GPmix.misc

Functions

davies_bouldin_score(fd, y)

Compute the Davies-Bouldin score for clustering results on functional data.

estimate_nclusters(fdata[, ncluster_grid])

Employs a systematic search to identify the number of clusters that minimize the Akaike Information Criterion (AIC) or the Bayesian Information Criterion (BIC).

gmms_fit_plot_(weights, means, stdev[, ax])

Plot Gaussian mixture model (GMM) density curves.

hybrid_representative_selection(data, p, p1)

Select representative samples from a large dataset using a hybrid approach combining random sampling and KMeans clustering.

match_labels(cluster_labels, ...)

Permute cluster labels to match specified true class labels.

silhouette_score(fd, y, **kwargs)

Compute the silhouette score for clustering results on functional data.

GPmix.misc.davies_bouldin_score(fd, y)[source]

Compute the Davies-Bouldin score for clustering results on functional data.

Parameters:
  • fd (skfda.FDataGrid) – Functional data object containing the data matrix.

  • y (array-like) – Cluster labels for each sample.

Returns:

Davies-Bouldin score.

Return type:

float

GPmix.misc.estimate_nclusters(fdata, ncluster_grid=None)[source]

Employs a systematic search to identify the number of clusters that minimize the Akaike Information Criterion (AIC) or the Bayesian Information Criterion (BIC).

Parameters:
  • fdata (skfda.FDataGrid) – The functional dataset for which the number of clusters is to be estimated.

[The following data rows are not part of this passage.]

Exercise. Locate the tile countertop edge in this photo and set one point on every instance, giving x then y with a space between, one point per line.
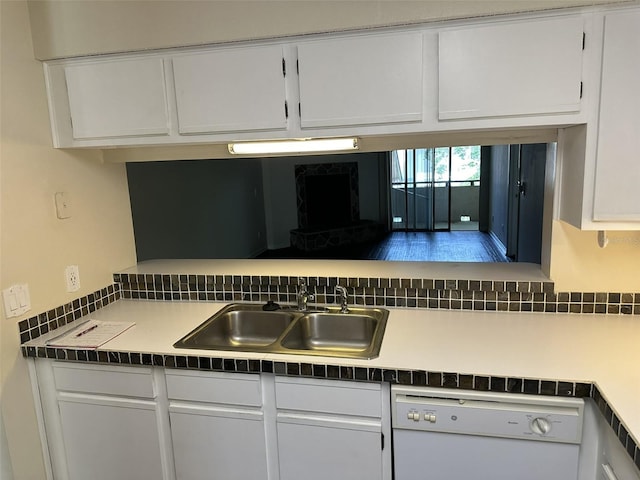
578 350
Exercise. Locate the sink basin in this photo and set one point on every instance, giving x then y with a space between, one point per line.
238 327
335 334
247 328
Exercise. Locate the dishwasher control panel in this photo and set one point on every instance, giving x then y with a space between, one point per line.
528 417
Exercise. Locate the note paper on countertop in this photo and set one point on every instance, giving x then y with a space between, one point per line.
90 334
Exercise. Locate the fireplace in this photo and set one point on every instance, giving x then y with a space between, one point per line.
328 205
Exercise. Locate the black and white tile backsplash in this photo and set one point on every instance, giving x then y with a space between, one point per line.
475 295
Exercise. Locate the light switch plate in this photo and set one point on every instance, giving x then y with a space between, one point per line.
16 300
63 205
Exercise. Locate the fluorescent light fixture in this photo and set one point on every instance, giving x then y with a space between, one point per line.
294 146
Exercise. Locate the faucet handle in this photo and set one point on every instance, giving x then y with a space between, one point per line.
342 291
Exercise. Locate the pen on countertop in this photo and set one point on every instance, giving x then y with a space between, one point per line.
86 331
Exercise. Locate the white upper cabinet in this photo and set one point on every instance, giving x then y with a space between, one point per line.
366 80
517 68
227 90
117 98
617 181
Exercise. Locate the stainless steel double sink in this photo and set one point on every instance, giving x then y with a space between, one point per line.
326 331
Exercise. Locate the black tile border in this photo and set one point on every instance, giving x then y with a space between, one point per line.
521 385
45 322
473 295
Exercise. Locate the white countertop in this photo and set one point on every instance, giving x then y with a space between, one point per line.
602 349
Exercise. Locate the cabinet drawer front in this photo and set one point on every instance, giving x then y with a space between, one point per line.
124 381
535 67
366 80
118 98
345 398
214 387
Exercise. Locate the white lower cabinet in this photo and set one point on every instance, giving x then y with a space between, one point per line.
332 429
320 448
214 443
101 422
107 438
217 426
151 423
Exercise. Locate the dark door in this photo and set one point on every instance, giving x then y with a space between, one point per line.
531 200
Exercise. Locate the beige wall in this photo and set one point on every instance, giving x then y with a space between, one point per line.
35 245
72 27
578 264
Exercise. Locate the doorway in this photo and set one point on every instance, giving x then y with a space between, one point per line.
435 189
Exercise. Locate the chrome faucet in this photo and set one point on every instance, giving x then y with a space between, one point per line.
342 291
303 295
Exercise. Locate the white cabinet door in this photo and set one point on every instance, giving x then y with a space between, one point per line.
107 438
617 182
117 98
361 81
239 89
511 69
218 443
329 449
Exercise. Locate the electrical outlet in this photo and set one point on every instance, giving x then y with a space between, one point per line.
72 274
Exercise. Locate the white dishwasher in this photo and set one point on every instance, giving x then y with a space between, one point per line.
445 434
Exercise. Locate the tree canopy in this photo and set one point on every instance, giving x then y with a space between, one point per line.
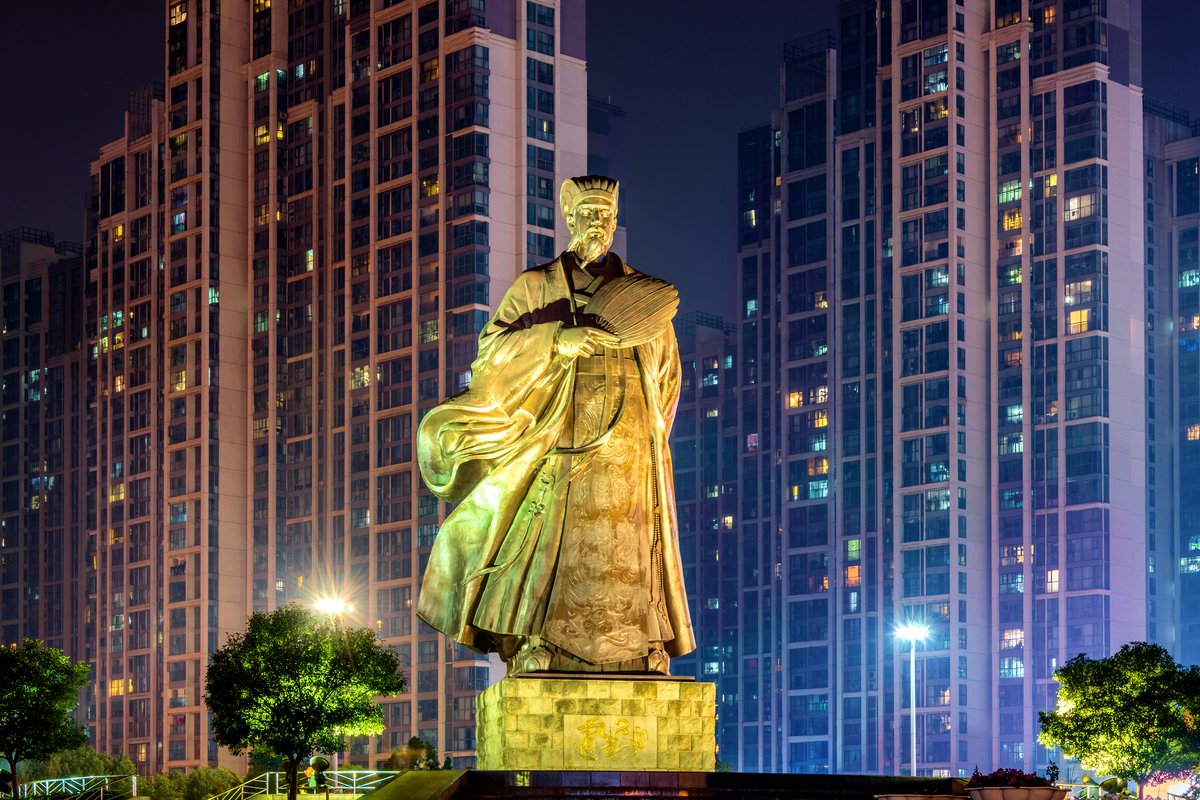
1132 715
298 681
39 690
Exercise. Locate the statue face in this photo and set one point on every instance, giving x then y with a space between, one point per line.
592 223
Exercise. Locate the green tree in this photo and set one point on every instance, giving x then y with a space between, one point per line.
77 762
1132 715
39 690
295 683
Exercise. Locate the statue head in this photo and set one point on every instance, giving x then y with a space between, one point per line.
589 206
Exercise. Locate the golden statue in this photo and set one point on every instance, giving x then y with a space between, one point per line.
563 553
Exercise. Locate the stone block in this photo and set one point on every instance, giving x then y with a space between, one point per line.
597 725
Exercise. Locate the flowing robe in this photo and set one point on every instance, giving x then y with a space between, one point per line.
496 567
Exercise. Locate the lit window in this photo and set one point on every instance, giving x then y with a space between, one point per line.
1079 320
1079 208
1012 668
1012 443
1078 293
1012 638
852 576
1009 192
1012 554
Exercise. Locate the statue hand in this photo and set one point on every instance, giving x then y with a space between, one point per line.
583 341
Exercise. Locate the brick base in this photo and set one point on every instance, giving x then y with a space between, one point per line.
597 723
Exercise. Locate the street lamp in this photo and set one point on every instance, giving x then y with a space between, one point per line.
912 633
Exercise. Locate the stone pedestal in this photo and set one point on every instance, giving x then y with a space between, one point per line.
597 723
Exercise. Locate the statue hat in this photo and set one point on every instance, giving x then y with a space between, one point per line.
585 187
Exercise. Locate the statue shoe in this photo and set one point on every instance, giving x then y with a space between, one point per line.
658 661
532 657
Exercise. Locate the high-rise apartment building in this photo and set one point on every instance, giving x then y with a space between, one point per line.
42 533
943 400
703 453
289 256
1173 374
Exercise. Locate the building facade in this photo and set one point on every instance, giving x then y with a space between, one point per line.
289 256
42 525
943 400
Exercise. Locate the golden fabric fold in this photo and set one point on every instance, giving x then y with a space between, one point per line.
531 511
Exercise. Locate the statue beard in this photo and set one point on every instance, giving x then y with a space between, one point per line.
588 246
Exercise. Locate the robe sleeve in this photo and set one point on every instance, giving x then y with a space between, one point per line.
514 376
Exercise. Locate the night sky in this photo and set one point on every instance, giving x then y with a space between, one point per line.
689 76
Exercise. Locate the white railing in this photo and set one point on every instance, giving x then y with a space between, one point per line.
91 785
340 782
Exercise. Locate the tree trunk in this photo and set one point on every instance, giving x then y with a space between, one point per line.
12 770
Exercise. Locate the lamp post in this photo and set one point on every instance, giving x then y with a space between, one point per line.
912 633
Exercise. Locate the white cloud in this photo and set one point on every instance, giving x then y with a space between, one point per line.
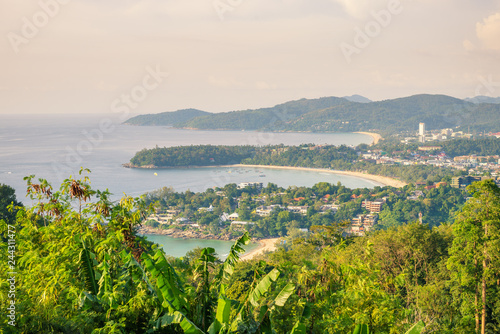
224 82
488 32
361 9
262 85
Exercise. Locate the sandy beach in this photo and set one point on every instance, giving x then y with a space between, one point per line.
377 178
266 245
376 137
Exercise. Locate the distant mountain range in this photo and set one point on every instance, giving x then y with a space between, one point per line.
348 114
483 99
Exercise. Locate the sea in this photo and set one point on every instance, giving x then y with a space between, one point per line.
53 147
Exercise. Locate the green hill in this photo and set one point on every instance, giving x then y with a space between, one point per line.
166 118
340 115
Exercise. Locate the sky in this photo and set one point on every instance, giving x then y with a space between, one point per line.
150 56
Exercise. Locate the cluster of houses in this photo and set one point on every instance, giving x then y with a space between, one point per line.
473 164
365 222
424 135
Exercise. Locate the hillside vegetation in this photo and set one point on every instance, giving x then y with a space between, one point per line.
341 115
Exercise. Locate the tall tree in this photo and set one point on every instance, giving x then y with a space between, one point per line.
474 256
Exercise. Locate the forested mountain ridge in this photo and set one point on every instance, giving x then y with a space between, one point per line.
341 115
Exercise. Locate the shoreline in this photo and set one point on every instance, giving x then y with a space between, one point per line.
265 245
385 180
375 136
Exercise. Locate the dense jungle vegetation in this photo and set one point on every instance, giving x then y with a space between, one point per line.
80 267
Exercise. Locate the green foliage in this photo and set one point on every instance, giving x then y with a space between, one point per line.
83 269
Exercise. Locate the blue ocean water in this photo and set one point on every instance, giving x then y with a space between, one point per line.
56 146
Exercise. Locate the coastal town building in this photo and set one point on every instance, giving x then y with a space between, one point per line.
373 206
361 224
256 185
298 209
265 211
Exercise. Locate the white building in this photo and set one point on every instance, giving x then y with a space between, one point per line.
421 129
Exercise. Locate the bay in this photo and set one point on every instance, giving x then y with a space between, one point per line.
178 247
56 146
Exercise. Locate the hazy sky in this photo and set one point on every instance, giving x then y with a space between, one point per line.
77 56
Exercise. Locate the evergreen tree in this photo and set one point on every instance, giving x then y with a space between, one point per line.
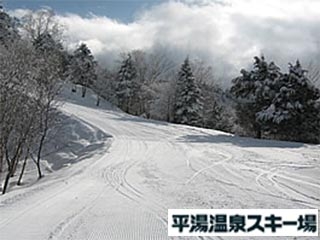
254 91
83 68
188 107
46 43
8 28
127 87
294 111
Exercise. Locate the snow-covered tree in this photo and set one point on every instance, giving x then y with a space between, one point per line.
42 22
127 87
8 28
188 98
254 91
294 111
82 68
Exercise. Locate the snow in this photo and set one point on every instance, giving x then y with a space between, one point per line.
123 191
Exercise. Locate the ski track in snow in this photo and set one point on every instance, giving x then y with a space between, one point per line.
125 192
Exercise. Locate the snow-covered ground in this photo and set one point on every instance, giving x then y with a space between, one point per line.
123 191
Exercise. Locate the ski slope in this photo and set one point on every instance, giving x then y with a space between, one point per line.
124 190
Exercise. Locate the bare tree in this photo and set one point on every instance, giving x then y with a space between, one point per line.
41 22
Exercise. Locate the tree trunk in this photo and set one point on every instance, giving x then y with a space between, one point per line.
22 170
6 182
84 90
98 100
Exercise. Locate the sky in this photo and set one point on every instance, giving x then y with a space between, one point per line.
226 34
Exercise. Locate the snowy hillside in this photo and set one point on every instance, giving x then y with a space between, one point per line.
123 187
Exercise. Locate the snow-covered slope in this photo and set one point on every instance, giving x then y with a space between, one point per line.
123 192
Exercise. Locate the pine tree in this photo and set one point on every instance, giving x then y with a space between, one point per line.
254 91
188 107
83 68
8 28
294 111
126 87
46 43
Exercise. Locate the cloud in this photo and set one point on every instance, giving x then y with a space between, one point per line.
226 34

  • ncluster_grid (array-like, optional) – List or array specifying the grid within which the number of clusters is searched. Defaults to range(2, 15).

Returns:

The estimated number of clusters in the functional dataset.

Return type:

int

GPmix.misc.gmms_fit_plot_(weights, means, stdev, ax=None, **kwargs)[source]

Plot Gaussian mixture model (GMM) density curves.

Parameters:
  • weights (array-like) – Weights of each Gaussian component.

  • means (array-like) – Means of each Gaussian component.

  • stdev (array-like) – Standard deviations of each Gaussian component.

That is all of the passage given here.